Holy milkbag. Better get another calf for her


----------



## Thorim (Jan 19, 2015)

sethd11 said:


> Holy milkbag. Better get another calf for her


I was going to suggest maybe taking some of that milk for the house lol


----------



## glasswrongsize (Sep 15, 2015)

I had a Jersey; she would handle 2 calves NOOOO problem. My Brown Swiss should hand 3-4 calves. With the jersey, mom got AWFUL tired of making cheese and butter.

73, Mark


----------



## Tim/South (Dec 12, 2011)

I have been stealing some milk for myself. Sure brought back some memories.

We still have a lot of cows to calve. I am going to let this calf nurse alone for now, keeping in mind I could have a twin or a heifer who rejects a calf. I also have some friends who may need to put a calf on her.

The Jersey had her second calf last June and is still giving 44 pounds of milk per day. The calf is only 14 days old. I did not know if he could handle that much milk. He can. It will be interesting to see how fast he grows if he stays on her by himself.

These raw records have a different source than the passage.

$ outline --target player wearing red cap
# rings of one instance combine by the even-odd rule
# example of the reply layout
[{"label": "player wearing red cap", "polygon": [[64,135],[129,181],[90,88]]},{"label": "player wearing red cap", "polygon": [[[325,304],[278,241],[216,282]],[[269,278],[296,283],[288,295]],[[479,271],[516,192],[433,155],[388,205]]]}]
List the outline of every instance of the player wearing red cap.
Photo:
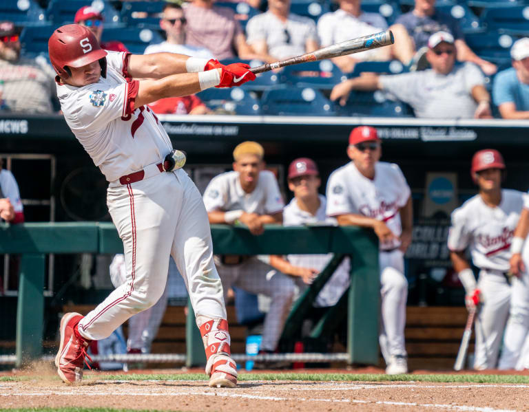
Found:
[{"label": "player wearing red cap", "polygon": [[160,299],[171,255],[188,287],[209,385],[234,387],[237,371],[204,203],[181,169],[185,157],[173,150],[145,105],[213,86],[239,86],[255,75],[241,63],[107,52],[77,24],[56,29],[48,50],[65,120],[109,182],[107,204],[123,241],[127,276],[85,316],[64,315],[55,359],[59,376],[68,384],[80,382],[90,343]]},{"label": "player wearing red cap", "polygon": [[[480,150],[474,155],[470,175],[479,193],[452,213],[448,235],[450,256],[465,288],[466,307],[470,310],[479,304],[473,365],[477,370],[497,367],[509,316],[509,248],[523,204],[523,193],[501,188],[505,169],[497,150]],[[477,283],[466,257],[468,248],[474,265],[479,268]],[[504,351],[502,359],[504,354]]]},{"label": "player wearing red cap", "polygon": [[353,129],[347,155],[351,162],[333,172],[327,182],[327,215],[336,217],[340,225],[372,228],[378,237],[380,349],[386,373],[406,373],[404,254],[411,242],[411,192],[398,166],[379,162],[382,149],[375,128]]}]

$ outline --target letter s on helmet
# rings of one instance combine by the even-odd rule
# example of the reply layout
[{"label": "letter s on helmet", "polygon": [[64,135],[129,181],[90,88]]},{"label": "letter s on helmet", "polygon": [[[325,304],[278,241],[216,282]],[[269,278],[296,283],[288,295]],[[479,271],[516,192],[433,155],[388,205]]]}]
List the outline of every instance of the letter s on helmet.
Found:
[{"label": "letter s on helmet", "polygon": [[53,32],[48,41],[50,60],[61,78],[72,74],[68,66],[81,67],[96,60],[101,65],[101,75],[106,76],[107,52],[99,45],[94,34],[79,24],[67,24]]}]

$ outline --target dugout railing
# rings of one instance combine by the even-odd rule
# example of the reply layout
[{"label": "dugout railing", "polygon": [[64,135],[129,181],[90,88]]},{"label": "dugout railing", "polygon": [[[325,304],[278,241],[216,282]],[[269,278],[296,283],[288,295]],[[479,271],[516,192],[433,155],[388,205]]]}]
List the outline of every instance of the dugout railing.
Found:
[{"label": "dugout railing", "polygon": [[[214,250],[224,254],[286,254],[332,252],[351,259],[351,286],[347,295],[347,354],[336,359],[349,363],[377,364],[379,360],[378,328],[380,279],[378,245],[369,230],[355,227],[267,226],[260,236],[244,227],[212,225]],[[123,252],[123,243],[110,223],[29,223],[0,224],[0,253],[22,255],[17,302],[16,353],[0,356],[0,363],[25,362],[42,356],[44,325],[44,279],[47,254]],[[328,272],[328,271],[327,271]],[[283,335],[294,327],[296,316],[324,283],[328,273],[302,295],[287,323]],[[302,299],[304,296],[304,299]],[[202,339],[189,311],[186,328],[188,365],[205,362]],[[323,333],[322,328],[316,328]],[[158,356],[159,358],[160,356]],[[332,356],[330,357],[332,358]]]}]

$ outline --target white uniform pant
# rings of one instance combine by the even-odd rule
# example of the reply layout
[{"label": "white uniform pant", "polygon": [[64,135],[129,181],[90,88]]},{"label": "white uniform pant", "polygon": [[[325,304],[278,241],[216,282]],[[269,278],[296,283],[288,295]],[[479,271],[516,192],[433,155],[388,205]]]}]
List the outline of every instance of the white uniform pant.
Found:
[{"label": "white uniform pant", "polygon": [[[527,265],[528,260],[523,260]],[[509,320],[498,367],[500,369],[515,369],[519,361],[523,360],[526,355],[522,351],[529,332],[529,274],[523,273],[520,278],[513,277],[511,288]]]},{"label": "white uniform pant", "polygon": [[123,241],[127,281],[79,322],[83,336],[106,338],[154,305],[165,288],[169,254],[184,278],[195,314],[226,318],[207,213],[183,170],[125,186],[112,182],[107,204]]},{"label": "white uniform pant", "polygon": [[271,299],[264,318],[261,349],[276,350],[294,297],[294,281],[254,257],[238,265],[219,265],[218,272],[226,293],[233,285]]},{"label": "white uniform pant", "polygon": [[378,261],[382,303],[379,343],[388,364],[391,356],[406,356],[404,327],[408,281],[404,277],[404,254],[400,250],[381,251]]},{"label": "white uniform pant", "polygon": [[501,272],[481,270],[477,288],[482,303],[474,327],[474,369],[492,369],[497,365],[501,337],[509,316],[510,285]]}]

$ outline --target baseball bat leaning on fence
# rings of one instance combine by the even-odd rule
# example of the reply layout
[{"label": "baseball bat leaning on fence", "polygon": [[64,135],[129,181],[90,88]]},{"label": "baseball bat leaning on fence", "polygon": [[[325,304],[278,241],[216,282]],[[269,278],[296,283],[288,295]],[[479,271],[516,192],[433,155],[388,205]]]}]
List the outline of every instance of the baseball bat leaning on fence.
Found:
[{"label": "baseball bat leaning on fence", "polygon": [[251,67],[250,71],[257,74],[263,72],[269,72],[273,69],[279,69],[284,66],[291,66],[292,65],[298,65],[300,63],[307,63],[308,61],[317,61],[326,58],[332,58],[339,56],[345,56],[346,54],[352,54],[353,53],[360,53],[371,49],[376,49],[383,46],[388,46],[393,44],[395,39],[391,30],[386,30],[369,36],[363,36],[351,40],[346,40],[336,44],[318,49],[312,53],[307,53],[291,58],[276,61],[273,63],[266,63],[257,67]]},{"label": "baseball bat leaning on fence", "polygon": [[477,307],[473,307],[468,311],[468,318],[466,320],[465,332],[463,333],[463,338],[461,340],[459,345],[459,351],[457,352],[457,358],[454,364],[454,370],[460,371],[465,365],[466,360],[466,353],[468,351],[468,344],[470,342],[470,336],[472,335],[472,325],[474,324],[474,318],[476,316]]}]

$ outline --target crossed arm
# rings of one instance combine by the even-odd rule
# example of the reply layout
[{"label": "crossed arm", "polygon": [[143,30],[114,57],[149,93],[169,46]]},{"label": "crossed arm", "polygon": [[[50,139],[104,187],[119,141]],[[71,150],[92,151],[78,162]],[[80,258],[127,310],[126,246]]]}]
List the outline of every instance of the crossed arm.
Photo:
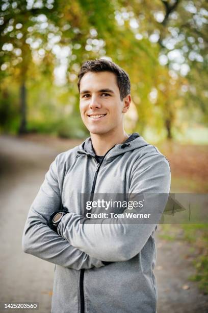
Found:
[{"label": "crossed arm", "polygon": [[75,270],[103,266],[101,261],[73,247],[49,228],[49,216],[61,204],[55,160],[30,208],[22,236],[24,252]]},{"label": "crossed arm", "polygon": [[[164,156],[156,154],[144,158],[135,168],[129,193],[166,194],[160,198],[160,208],[155,203],[155,196],[149,196],[142,212],[154,214],[160,211],[162,214],[170,185],[168,163]],[[155,219],[153,223],[146,224],[121,223],[118,219],[108,218],[107,221],[103,218],[90,223],[84,216],[69,212],[62,218],[58,232],[73,247],[92,257],[105,261],[125,261],[140,252],[157,223]]]},{"label": "crossed arm", "polygon": [[[135,166],[129,193],[168,194],[170,185],[168,163],[155,154]],[[99,267],[103,265],[99,260],[129,259],[141,250],[157,225],[121,223],[114,218],[108,219],[108,223],[103,219],[90,224],[83,216],[69,212],[62,218],[58,234],[48,227],[48,221],[61,202],[55,160],[30,208],[22,246],[27,253],[69,268]],[[162,211],[165,204],[161,204]]]}]

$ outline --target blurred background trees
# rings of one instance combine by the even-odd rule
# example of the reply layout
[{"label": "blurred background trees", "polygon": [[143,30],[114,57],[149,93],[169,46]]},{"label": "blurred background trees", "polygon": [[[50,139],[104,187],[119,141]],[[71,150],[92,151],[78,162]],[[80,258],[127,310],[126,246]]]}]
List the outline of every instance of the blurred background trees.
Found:
[{"label": "blurred background trees", "polygon": [[85,137],[77,74],[100,57],[130,76],[128,131],[206,129],[205,0],[1,0],[0,10],[2,132]]}]

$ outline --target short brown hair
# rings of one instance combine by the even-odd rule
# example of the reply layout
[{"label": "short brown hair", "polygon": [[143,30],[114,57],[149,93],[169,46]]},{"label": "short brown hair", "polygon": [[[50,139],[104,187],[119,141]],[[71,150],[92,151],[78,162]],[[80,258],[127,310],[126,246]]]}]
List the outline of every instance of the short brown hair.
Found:
[{"label": "short brown hair", "polygon": [[115,63],[103,59],[89,60],[83,63],[78,74],[77,86],[80,92],[81,79],[85,74],[89,72],[113,73],[116,76],[121,99],[123,100],[125,97],[130,94],[131,83],[127,73]]}]

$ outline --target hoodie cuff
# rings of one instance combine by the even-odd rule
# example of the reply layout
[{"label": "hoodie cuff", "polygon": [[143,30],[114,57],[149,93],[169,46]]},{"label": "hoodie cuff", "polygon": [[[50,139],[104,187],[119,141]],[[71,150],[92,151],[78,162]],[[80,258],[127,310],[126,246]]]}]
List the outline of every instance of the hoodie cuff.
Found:
[{"label": "hoodie cuff", "polygon": [[111,263],[114,263],[114,262],[107,262],[107,261],[101,261],[101,262],[104,265],[108,265],[109,264],[111,264]]}]

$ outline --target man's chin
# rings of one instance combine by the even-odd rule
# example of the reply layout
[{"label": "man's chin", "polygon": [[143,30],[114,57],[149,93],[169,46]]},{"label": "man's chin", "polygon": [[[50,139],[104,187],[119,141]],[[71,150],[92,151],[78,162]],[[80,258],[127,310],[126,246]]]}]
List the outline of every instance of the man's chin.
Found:
[{"label": "man's chin", "polygon": [[108,132],[106,129],[88,129],[88,130],[93,135],[103,135]]}]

The last time I had nurse cows we raised 7 calves on two cows. That was when we could buy a beef calf for $75.

The poor cow is having to adjust to the nursing and the udder butting.


----------



## Swv.farmer (Jan 2, 2016)

I always wanted a nurse cow just to have one around.
Their isn't anything no prettier than a big Jersey cow


----------



## Bgriffin856 (Nov 13, 2013)

I have read a few articles where some dairies use older, two or three quarter or high scc cows to raise dairy calves on. Anywhere from 4-6 calves per cow.

Jerseys usually have more motherly instincts compared to other dairy breeds


----------



## stack em up (Mar 7, 2013)

If I would dairy, Jerseys would be my choice. Dad had Holsteins, but they bred the longevity out of them years ago in favor of a high producing bag of bones. Grandpa had Guernseys too, Dad HATED them. Mean old cusses that would just as soon kick you as look at you.


----------



## urednecku (Oct 18, 2010)

If I had a milk cow, I'd be big as the barn. *LOVE fresh milk!!* Not so much the store-bought stuff.


----------



## The saint (Oct 4, 2015)

Our first calf Jersey raised 4 calves this year.


----------



## lcjaynes (Jul 25, 2014)

Our Jersey raised four calves a year and kept two families in milk, besides teaching 8 and 10 year old boys to milk. She was gold.


----------